İsrail'in Gazze'den çekilmesinin Hamas'ın silahsızlandırılmasına bağlanması ise süreci daha da muğlak hâle getirmektedir. Zira silahsızlandırmanın hangi yöntemle, hangi aktörler eliyle ve hangi zaman çizelgesi içinde gerçekleştirileceğine dair somut bir mekanizma bulunmamaktadır. Bu belirsizlik, çekilmeyi sürekli ertelenebilir bir hedefe dönüştürmekte ve askerî varlığın süresiz biçimde devam etmesine zemin hazırlamaktadır. Böylece ateşkes, çatışmayı sona erdiren bir araç olmaktan ziyade, zamana yayılan ve kalıcılaşma eğilimi gösteren bir kontrol mekanizmasına dönüşmektedir.
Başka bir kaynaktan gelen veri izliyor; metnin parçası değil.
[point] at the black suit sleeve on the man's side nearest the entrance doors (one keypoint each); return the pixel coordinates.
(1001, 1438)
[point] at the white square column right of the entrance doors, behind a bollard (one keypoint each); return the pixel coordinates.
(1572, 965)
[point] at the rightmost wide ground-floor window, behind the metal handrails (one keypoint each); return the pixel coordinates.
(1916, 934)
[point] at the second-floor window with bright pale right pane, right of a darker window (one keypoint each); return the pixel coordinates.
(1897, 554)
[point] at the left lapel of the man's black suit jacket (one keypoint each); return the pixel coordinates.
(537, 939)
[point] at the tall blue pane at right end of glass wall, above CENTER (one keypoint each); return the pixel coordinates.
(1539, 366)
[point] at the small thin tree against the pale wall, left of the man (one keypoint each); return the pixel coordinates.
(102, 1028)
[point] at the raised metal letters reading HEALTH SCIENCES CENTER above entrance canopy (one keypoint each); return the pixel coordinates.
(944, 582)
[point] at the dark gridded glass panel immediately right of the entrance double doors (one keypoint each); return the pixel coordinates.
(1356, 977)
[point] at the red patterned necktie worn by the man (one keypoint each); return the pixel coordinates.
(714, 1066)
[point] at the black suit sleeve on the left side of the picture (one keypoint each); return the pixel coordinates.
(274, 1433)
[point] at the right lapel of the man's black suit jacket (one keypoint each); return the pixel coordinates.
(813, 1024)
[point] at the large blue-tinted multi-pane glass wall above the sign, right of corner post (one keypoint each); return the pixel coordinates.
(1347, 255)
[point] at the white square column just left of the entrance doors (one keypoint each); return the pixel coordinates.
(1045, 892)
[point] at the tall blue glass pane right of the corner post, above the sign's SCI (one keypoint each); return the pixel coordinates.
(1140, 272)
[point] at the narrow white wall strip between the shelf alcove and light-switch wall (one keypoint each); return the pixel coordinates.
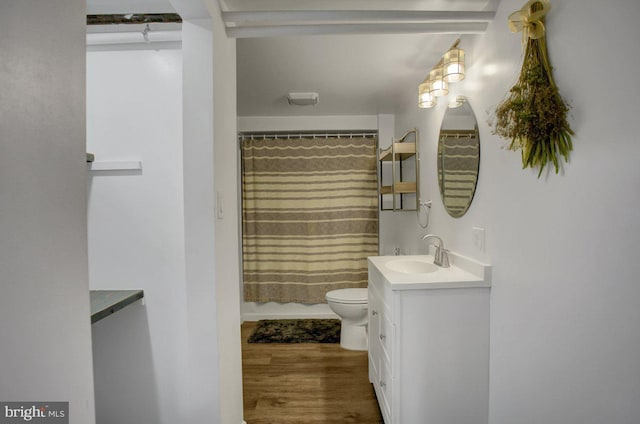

Bu belirsizlik ortamında bölgesel aktörlerin tutumu da belirleyici hâle gelmektedir. 3 Kasım'da, Gazze'deki son gelişmeleri değerlendirmek üzere İstanbul'da bir araya gelen Türkiye, Birleşik Arap Emirlikleri, Endonezya, Katar, Pakistan, Suudi Arabistan ve Ürdün dışişleri bakanlarının toplantısının ardından konuşan Dışişleri Bakanı Hakan Fidan, Gazze'ye Birleşmiş Milletler Uluslararası İstikrar Gücü (ISF) kapsamında asker gönderilip gönderilmeyeceğinin, oluşturulacak görev gücünün yetki alanı, kapsamı ve misyon tanımına bağlı olarak netleşeceğini ifade etmiştir. Bu değerlendirme, bölgesel aktörlerin sürece bütünüyle kapıyı kapatmadığını; ancak sahadaki güvenlik riskleri ve siyasi belirsizlikler giderilmeden somut ve bağlayıcı adımlar atılmasının güç olduğunu ortaya koymaktadır.